Modułem może być spójny obszar oprogramowania, który zawiera w sobie kontroler, widoki, modele i inne klasy przypisane tej części. Przykładowo, dla sklepu internetowego modułem może być produkt, koszyk, zamówienie czy dostawca. Wówczas, gdy programista chce zmodyfikować część odpowiedzialną za obliczanie wartości zamówienia, prawdopodobnie najszybciej zrobi to szukając modułu zamówienia i dopiero w nim klasy logiki. To zresztą pierwsza i najważniejsza zaleta takiego podejścia - jeszcze bardziej separuje od siebie mniejsze fragmenty oprogramowania, ułatwiając poruszanie się w ich obrębie i ogranicza wpływ zmian w jednym module na inny moduł (choć, oczywiście, to też można spektakularnie zepsuć, jak wszystko zresztą). W wielkim uproszczeniu można powiedzieć, że każdy moduł może zawierać swoje MVC, choć niekoniecznie tak to wygląda w praktyce.
Druga zaleta to jeszcze bardziej widoczny wpływ tego, o czym wspomniałem w poprzedniej sekcji - duża spójność wewnętrzna, mała zewnętrzna, sprawiająca, że odpowiednie moduły stają się trochę osobnymi wysepkami, niewpływającymi na siebie nawzajem, a jednocześnie nadal stanowiące część jednej aplikacji.
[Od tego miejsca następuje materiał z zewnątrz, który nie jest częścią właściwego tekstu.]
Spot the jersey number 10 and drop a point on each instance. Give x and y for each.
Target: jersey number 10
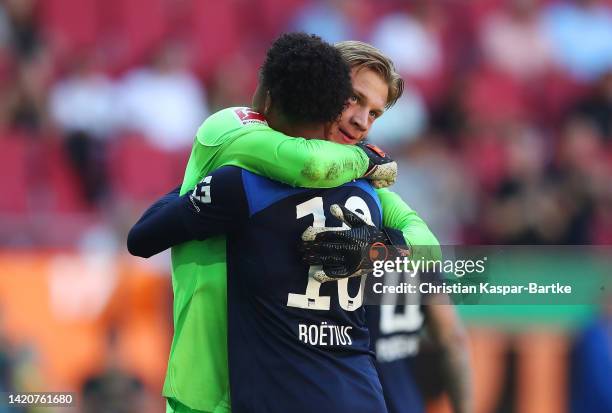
(311, 300)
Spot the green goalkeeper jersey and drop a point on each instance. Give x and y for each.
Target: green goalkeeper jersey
(197, 374)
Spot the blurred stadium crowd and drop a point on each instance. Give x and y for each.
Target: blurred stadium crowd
(504, 134)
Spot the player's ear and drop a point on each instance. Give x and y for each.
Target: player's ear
(267, 103)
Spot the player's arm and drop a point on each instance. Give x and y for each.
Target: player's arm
(352, 252)
(447, 331)
(398, 215)
(309, 163)
(216, 206)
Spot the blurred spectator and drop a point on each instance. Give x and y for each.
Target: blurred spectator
(597, 107)
(165, 101)
(513, 40)
(581, 31)
(24, 32)
(403, 123)
(83, 100)
(527, 205)
(413, 47)
(82, 105)
(26, 98)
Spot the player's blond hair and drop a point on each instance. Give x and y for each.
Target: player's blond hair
(362, 55)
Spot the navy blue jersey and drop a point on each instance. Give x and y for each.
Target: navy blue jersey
(294, 344)
(394, 331)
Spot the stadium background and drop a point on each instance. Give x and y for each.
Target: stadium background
(503, 137)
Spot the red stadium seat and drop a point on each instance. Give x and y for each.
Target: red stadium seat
(132, 29)
(70, 24)
(214, 33)
(14, 151)
(58, 181)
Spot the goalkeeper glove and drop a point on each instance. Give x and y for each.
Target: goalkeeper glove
(345, 253)
(382, 170)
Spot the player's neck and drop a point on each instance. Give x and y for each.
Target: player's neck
(303, 131)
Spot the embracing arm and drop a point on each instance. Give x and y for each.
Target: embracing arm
(448, 332)
(309, 163)
(216, 206)
(398, 215)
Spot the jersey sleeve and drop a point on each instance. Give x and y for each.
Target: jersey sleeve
(309, 163)
(398, 215)
(254, 146)
(216, 206)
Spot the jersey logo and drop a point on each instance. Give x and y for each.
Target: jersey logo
(248, 116)
(201, 193)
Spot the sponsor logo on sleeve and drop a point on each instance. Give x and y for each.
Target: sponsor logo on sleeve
(248, 116)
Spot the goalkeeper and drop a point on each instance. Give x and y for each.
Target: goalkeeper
(197, 370)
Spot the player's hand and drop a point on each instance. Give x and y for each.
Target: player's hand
(345, 253)
(382, 170)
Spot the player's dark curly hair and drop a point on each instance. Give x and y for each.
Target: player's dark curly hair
(307, 78)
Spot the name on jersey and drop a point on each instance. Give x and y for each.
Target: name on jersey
(248, 116)
(325, 334)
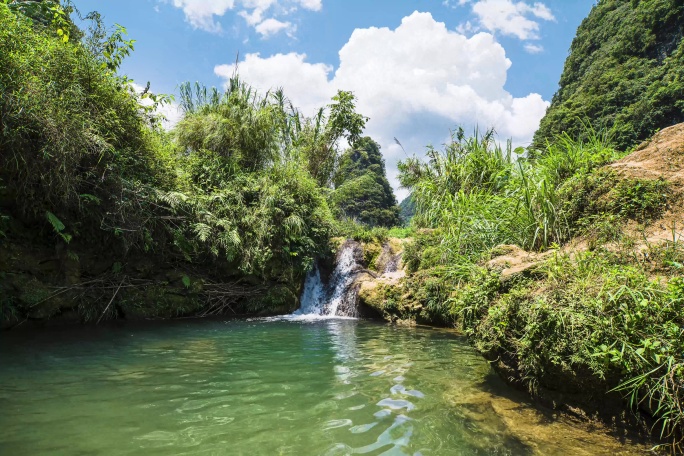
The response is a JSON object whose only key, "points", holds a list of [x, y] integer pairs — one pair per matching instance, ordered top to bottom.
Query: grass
{"points": [[591, 323]]}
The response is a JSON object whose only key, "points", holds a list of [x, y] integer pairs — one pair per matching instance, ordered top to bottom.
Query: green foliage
{"points": [[625, 73], [69, 130], [240, 189], [362, 191], [480, 195], [641, 200], [407, 209]]}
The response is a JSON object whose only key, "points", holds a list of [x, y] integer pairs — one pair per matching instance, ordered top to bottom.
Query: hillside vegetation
{"points": [[625, 73], [103, 214], [565, 270]]}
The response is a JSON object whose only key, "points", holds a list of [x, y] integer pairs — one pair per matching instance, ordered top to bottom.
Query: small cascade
{"points": [[337, 298]]}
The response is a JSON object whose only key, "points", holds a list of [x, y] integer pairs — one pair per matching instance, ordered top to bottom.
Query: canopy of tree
{"points": [[624, 74], [238, 190], [362, 191], [407, 209]]}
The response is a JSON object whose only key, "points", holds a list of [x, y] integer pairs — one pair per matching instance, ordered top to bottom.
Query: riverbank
{"points": [[592, 326]]}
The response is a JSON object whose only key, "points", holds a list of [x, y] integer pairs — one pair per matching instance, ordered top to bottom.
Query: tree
{"points": [[624, 74], [362, 191]]}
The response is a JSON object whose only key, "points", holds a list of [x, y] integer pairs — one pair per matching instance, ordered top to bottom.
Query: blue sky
{"points": [[418, 67]]}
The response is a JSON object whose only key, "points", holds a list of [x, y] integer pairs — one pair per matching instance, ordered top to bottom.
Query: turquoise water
{"points": [[330, 387]]}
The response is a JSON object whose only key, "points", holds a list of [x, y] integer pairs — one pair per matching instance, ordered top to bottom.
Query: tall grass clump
{"points": [[483, 194]]}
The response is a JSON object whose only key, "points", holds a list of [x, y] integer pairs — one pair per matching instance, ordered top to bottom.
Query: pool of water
{"points": [[270, 387]]}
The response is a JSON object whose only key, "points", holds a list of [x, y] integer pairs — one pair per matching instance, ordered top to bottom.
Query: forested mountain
{"points": [[624, 74], [362, 191]]}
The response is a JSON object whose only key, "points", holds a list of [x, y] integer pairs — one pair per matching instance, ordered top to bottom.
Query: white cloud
{"points": [[202, 14], [518, 19], [273, 26], [533, 48], [415, 83]]}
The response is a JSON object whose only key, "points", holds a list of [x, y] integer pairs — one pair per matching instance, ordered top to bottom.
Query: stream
{"points": [[268, 386]]}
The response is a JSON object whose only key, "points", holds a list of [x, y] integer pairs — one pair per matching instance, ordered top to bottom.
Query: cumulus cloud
{"points": [[202, 14], [518, 19], [273, 26], [534, 48], [415, 83]]}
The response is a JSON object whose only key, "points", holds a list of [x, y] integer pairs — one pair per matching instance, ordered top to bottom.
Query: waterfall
{"points": [[338, 297]]}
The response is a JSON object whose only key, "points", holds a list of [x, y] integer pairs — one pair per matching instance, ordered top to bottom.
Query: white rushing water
{"points": [[338, 297]]}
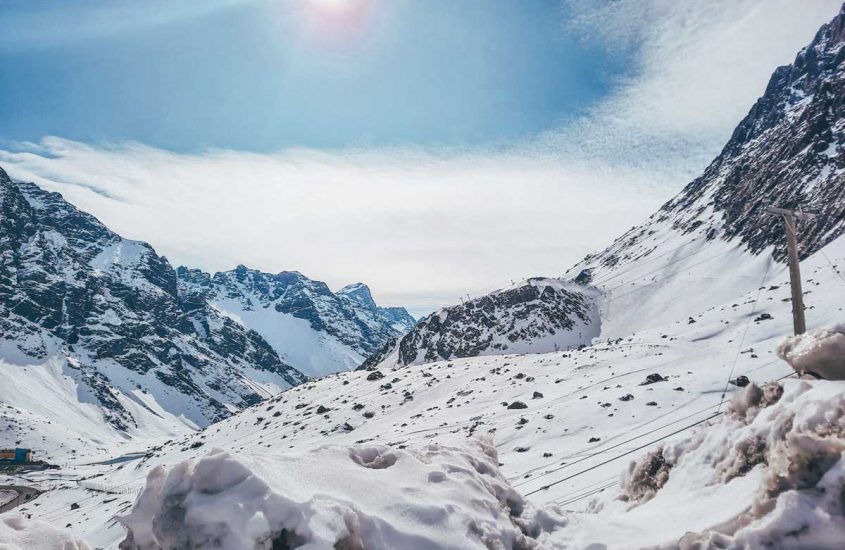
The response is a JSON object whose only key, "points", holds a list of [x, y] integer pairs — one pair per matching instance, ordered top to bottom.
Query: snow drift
{"points": [[819, 352], [770, 474], [351, 498], [19, 533]]}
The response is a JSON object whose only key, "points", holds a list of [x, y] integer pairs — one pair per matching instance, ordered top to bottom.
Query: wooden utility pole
{"points": [[789, 217]]}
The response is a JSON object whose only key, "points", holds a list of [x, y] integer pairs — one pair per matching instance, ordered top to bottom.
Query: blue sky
{"points": [[267, 74], [430, 148]]}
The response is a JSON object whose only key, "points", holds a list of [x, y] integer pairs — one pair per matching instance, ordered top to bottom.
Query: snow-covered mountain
{"points": [[715, 238], [709, 244], [537, 315], [99, 316], [317, 331], [679, 427], [616, 444]]}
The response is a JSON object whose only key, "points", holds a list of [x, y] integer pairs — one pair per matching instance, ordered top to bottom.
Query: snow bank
{"points": [[820, 352], [790, 441], [769, 474], [335, 496], [19, 533]]}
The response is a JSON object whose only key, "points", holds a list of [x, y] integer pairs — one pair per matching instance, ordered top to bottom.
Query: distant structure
{"points": [[16, 456]]}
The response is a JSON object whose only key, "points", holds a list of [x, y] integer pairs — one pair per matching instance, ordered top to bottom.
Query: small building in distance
{"points": [[16, 456]]}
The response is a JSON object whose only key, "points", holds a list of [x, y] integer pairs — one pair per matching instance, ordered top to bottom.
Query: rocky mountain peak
{"points": [[360, 294]]}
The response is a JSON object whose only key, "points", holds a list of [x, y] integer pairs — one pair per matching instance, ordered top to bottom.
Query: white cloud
{"points": [[699, 66], [422, 227]]}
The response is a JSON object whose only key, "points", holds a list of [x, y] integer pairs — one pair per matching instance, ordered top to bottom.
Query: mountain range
{"points": [[707, 245], [150, 345]]}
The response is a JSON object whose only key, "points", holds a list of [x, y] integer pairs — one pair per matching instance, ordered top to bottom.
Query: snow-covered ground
{"points": [[565, 426]]}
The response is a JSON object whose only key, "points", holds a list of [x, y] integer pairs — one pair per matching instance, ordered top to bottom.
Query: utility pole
{"points": [[789, 217]]}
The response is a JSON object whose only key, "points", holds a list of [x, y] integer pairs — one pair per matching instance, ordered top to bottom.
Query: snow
{"points": [[312, 352], [820, 352], [18, 533]]}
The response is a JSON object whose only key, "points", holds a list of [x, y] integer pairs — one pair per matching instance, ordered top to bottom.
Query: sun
{"points": [[334, 6]]}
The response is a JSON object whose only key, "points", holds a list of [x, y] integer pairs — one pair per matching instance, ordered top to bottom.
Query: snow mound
{"points": [[820, 352], [770, 474], [349, 497], [19, 533]]}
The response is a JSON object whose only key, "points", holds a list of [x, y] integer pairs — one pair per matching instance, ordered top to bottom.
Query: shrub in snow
{"points": [[819, 352], [794, 439], [645, 477], [336, 497], [19, 533]]}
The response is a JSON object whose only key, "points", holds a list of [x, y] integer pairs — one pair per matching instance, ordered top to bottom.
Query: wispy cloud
{"points": [[424, 227]]}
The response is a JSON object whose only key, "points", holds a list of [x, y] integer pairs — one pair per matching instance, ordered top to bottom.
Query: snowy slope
{"points": [[715, 240], [709, 244], [536, 315], [99, 319], [315, 330], [575, 435]]}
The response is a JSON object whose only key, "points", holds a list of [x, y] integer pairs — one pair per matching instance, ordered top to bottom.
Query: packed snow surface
{"points": [[820, 352], [770, 473], [365, 496], [19, 533]]}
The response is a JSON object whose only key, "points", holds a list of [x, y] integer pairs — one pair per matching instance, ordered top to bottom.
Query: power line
{"points": [[832, 265], [745, 332], [584, 471]]}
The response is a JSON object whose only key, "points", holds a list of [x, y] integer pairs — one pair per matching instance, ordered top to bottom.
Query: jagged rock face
{"points": [[789, 151], [715, 241], [71, 287], [539, 315], [314, 329]]}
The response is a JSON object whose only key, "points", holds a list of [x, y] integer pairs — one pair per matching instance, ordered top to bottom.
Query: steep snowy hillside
{"points": [[715, 239], [711, 243], [537, 315], [92, 319], [315, 330], [565, 425]]}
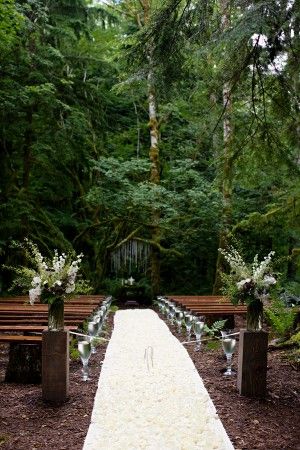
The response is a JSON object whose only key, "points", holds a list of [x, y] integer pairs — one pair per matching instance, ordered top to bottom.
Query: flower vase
{"points": [[56, 314], [255, 315]]}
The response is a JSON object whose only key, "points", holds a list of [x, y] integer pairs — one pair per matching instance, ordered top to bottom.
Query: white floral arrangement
{"points": [[49, 278], [245, 281]]}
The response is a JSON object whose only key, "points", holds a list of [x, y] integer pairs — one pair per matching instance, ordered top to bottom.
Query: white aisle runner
{"points": [[160, 407]]}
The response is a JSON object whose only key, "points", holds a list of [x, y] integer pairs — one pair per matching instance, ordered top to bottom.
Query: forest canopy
{"points": [[174, 124]]}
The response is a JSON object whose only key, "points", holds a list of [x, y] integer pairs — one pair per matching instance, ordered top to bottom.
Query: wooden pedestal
{"points": [[252, 363], [55, 366]]}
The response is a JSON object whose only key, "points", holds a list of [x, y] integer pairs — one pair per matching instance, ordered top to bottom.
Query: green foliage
{"points": [[74, 137], [281, 318], [215, 328], [73, 350]]}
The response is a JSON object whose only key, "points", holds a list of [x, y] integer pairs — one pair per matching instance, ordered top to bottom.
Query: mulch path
{"points": [[26, 423]]}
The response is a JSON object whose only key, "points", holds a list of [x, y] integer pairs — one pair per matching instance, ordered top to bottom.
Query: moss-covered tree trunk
{"points": [[227, 161], [155, 163]]}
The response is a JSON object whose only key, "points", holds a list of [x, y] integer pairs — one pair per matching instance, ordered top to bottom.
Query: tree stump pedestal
{"points": [[252, 363], [55, 366]]}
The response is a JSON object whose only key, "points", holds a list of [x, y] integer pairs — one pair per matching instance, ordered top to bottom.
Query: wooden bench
{"points": [[212, 307], [19, 320], [32, 339]]}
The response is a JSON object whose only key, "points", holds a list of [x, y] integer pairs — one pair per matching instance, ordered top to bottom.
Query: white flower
{"points": [[269, 280], [36, 281], [241, 283], [70, 288], [34, 294]]}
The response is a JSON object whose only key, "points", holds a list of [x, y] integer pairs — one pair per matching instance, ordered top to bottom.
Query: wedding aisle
{"points": [[150, 395]]}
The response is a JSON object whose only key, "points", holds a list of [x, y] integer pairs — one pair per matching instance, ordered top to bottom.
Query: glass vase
{"points": [[56, 314], [255, 315]]}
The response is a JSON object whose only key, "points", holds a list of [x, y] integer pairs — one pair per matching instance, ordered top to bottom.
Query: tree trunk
{"points": [[155, 163], [227, 163]]}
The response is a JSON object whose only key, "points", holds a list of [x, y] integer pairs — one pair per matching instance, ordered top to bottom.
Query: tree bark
{"points": [[227, 162], [155, 163]]}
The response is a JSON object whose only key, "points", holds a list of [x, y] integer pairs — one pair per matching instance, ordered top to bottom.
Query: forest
{"points": [[147, 134]]}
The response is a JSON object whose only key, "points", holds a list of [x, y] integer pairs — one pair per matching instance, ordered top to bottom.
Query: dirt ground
{"points": [[26, 423]]}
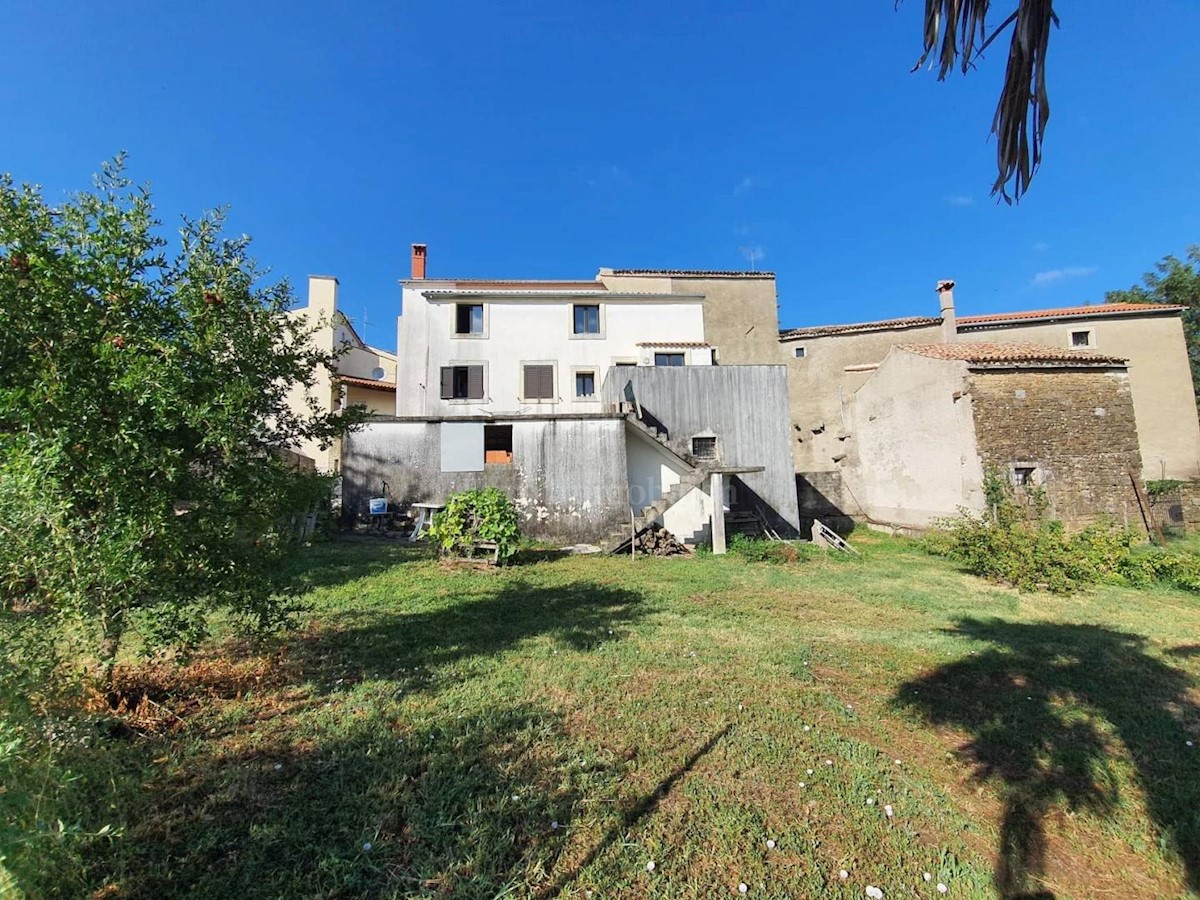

Koncepcja wysp prowadzi nas zresztą do kolejnej konsekwencji - w momencie, gdy jeden moduł okazuje się ważniejszy lub bardziej obciążony niż inne, można go albo jeszcze bardziej podzielić, albo wynieść do osobnej podaplikacji, co sprawia, że moduły stają się dobrym wstępem do koncepcji mikroserwisów.
Ponownie - w bardzo prostych aplikacjach nie ma sensu dzielenie jej na moduły, gdyż zwykle nie będzie ich wiele lub staną się za bardzo ze sobą związane. Natomiast w dużym oprogramowaniu jest to rzecz niemal obowiązkowa, będąca wstępem do jeszcze większej separacji.
Podsumowanie
Oczywiście, przedstawione koncepcje nie wyczerpują wachlarza podstawowych pojęć związanych z architekturą oprogramowania. Są jednak terminami, które i tak trzeba znać, pracując jako programista, gdyż albo są wykorzystywane bezpośrednio, albo stanowią wstęp do innych, bardziej złożonych struktur. Na pewno znajomość powyżej zaprezentowanych informacji nikomu nie zaszkodzi, a może pomóc i uporządkować umysł młodego programisty, który do tej pory spotykał w artykułach fragmenty niepozwalające ubrać w całość całych pojęć. Jak najbardziej można je jeszcze rozwinąć i każdemu poświęcić osobny artykuł - dajcie znać, czy któreś z zagadnień powinno zostać rozszerzone lub czy czy w artykule nie zabrakło innej "klasyki".
Pozdrawiam i dziękuję - Jakub Rojek.